Submit your questions to email@example.com. Civil matters only, please.
Question: “I purchased some bad gas from a local gas station. As a result, my car had to be towed. The dealership that fixed my car took a sample of the gas from my gas tank and confirmed that water existed in the gas. Although my auto-insurance covered the $2000 in damages, I had to pay a $500 deductible. The gas station denied liability.
Can I be reimbursed the $500 I had to pay out of pocket by the gas station?”
Answer: If you can prove that water existed in the gas pump from the gas station where you purchased the gas you may have a shot at proving causation, and, in turn, be reimbursed your $500. Since the gas station denied liability, you would have to file a small claim civil action in an attempt to be reimbursed which may not be worth the headache.
Louisiana Civil Code Article reads, “Every act whatever of man that causes damage to another obliges him by whose fault it happened to repair it”.
The problem is that $500.00 is probably not worth the court costs, time and effort unless you can prove that the station knew it was selling bad gas.
Under Louisiana Civil Code Art 2315, Liability for acts causing damages:
A. Every act whatever of man that causes damage to another obliges him by whose fault it happened to repair it.
Question: "Over a year ago I was involved in a hit/run accident. The driver of another vehicle swerved into my lane and struck my rear bumper then sped off. I was able to get the passenger’s attention who was sitting in the front passenger seat in an attempt for them to stop the vehicle. Suddenly, the passenger brandishes a handgun and pointed it at me, causing me to swerve and hit a curb out of fear for my life. I have had nightmares ever since.
How long do I have to bring a civil suit against the passenger for assaulting me with a firearm from the time of incident?"
Answer: In your case, you have a liberative prescriptive period of two years from date of injury or damages sustained to bring a civil action for intentional torts since the passenger intentionally assaulted you with the firearm by pointing a gun at you, which is a crime of violence under Louisiana law.
The liberative prescriptive period for unintentional torts is one year from date of injury or damages sustained.
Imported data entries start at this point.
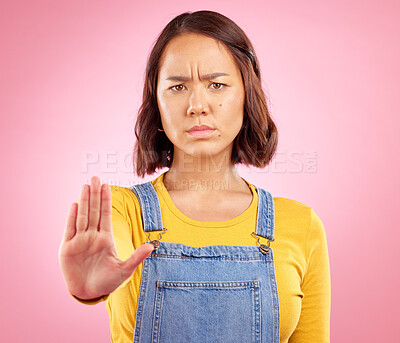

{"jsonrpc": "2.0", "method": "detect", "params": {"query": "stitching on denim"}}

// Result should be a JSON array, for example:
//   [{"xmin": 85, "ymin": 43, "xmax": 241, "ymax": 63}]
[
  {"xmin": 157, "ymin": 280, "xmax": 260, "ymax": 288},
  {"xmin": 133, "ymin": 258, "xmax": 149, "ymax": 343},
  {"xmin": 268, "ymin": 248, "xmax": 280, "ymax": 342},
  {"xmin": 132, "ymin": 183, "xmax": 165, "ymax": 233},
  {"xmin": 144, "ymin": 182, "xmax": 163, "ymax": 232},
  {"xmin": 148, "ymin": 255, "xmax": 273, "ymax": 262},
  {"xmin": 255, "ymin": 187, "xmax": 275, "ymax": 242},
  {"xmin": 255, "ymin": 186, "xmax": 265, "ymax": 238},
  {"xmin": 151, "ymin": 283, "xmax": 164, "ymax": 343},
  {"xmin": 253, "ymin": 283, "xmax": 261, "ymax": 343}
]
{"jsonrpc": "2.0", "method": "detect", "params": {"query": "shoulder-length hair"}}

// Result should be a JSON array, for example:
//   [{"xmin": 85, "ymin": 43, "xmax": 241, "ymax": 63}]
[{"xmin": 133, "ymin": 10, "xmax": 278, "ymax": 178}]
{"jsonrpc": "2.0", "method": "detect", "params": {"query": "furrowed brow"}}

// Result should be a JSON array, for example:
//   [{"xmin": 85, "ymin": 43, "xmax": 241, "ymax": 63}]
[
  {"xmin": 201, "ymin": 72, "xmax": 230, "ymax": 80},
  {"xmin": 166, "ymin": 76, "xmax": 190, "ymax": 82},
  {"xmin": 165, "ymin": 72, "xmax": 229, "ymax": 82}
]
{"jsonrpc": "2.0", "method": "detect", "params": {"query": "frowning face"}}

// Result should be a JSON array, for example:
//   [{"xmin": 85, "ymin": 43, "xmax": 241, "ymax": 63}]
[{"xmin": 156, "ymin": 32, "xmax": 245, "ymax": 164}]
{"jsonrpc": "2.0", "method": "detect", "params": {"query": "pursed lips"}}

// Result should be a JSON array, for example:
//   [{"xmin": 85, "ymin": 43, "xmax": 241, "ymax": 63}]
[{"xmin": 187, "ymin": 125, "xmax": 215, "ymax": 132}]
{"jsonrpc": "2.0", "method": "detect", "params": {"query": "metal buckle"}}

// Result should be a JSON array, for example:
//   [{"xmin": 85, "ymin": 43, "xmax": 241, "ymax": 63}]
[
  {"xmin": 251, "ymin": 232, "xmax": 274, "ymax": 255},
  {"xmin": 145, "ymin": 228, "xmax": 168, "ymax": 251}
]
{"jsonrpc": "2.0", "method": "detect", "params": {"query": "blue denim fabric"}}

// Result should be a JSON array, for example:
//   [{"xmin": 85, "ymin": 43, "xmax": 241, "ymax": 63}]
[{"xmin": 131, "ymin": 182, "xmax": 280, "ymax": 343}]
Under Louisiana Civil Code Art 3493.10.
Delictual actions which arise due to damages sustained as a result of an act defined as a crime of violence under Chapter 1 of Title 14 of the Louisiana Revised Statutes of 1950, except as provided in Article 3496.2, are subject to a liberative prescription of two years. This prescription commences from the day injury or damage is sustained.
Question: "I recently moved into Calcasieu Parish from Orleans Parish for a supervisory position at a local hotel. The general manager advised me that I would get $2,500 in relocation pay after 30 days of continuing employment with the hotel chain. The general manager was well aware that I was moving from Orleans Parish. I had showed him pictures of the new house I had purchased in Calcasieu Parish due to the recent move for work. After three weeks of employment with the hotel chain, I was terminated. When I inquired as to the reasons for my termination, I was advised that my services were no longer needed. I just bought this house and I am out of money until I can find a job that will afford me to cover my bills.
Can I at least get a severance package from the hotel chain to tide me over until I can find another job?"
Answer: The hotel may be liable to you for money damages for the expenses you incurred for the move and perhaps a reasonable amount you would have likely earned for a couple of months. Because you relied on the general manager’s promise that you would be employed for at least longer than a period of three weeks, you purchased a home, and relocated from Orleans Parish. The Court may favor you because of your hardship.
However, Louisiana is an at-will employment state. This means that an employer can terminate your services at any time just as you can quit anytime you decide to.
Louisiana Civil Code Art. 1967. Cause defined; detrimental reliance
Cause is the reason why a party obligates himself.
A party may be obligated by a promise when he knew or should have known that the promise would induce the other party to rely on it to his detriment and the other party was reasonable in so relying. Recovery may be limited to the expenses incurred or the damages suffered as a result of the promisee's reliance on the promise. Reliance on a gratuitous promise made without required formalities is not reasonable.
Louisiana Civil Code Art. 2747. Contract of servant terminable at will of parties.
A man is at liberty to dismiss a hired servant attached to his person or family, without assigning any reason for so doing. The servant is also free to depart without assigning any cause.
Disclaimer: The information furnished in this answer is general and may not apply to some situations. All legal situations are unique. No one should rely to their detriment on these answers. Anyone with a potential legal problem should seek the advice of a licensed attorney before taking any action or inaction. The answers provided are not intended to be specific legal advice and no attorney-client relationship is created between the SWLA Law Center and the viewers of KPLC-TV.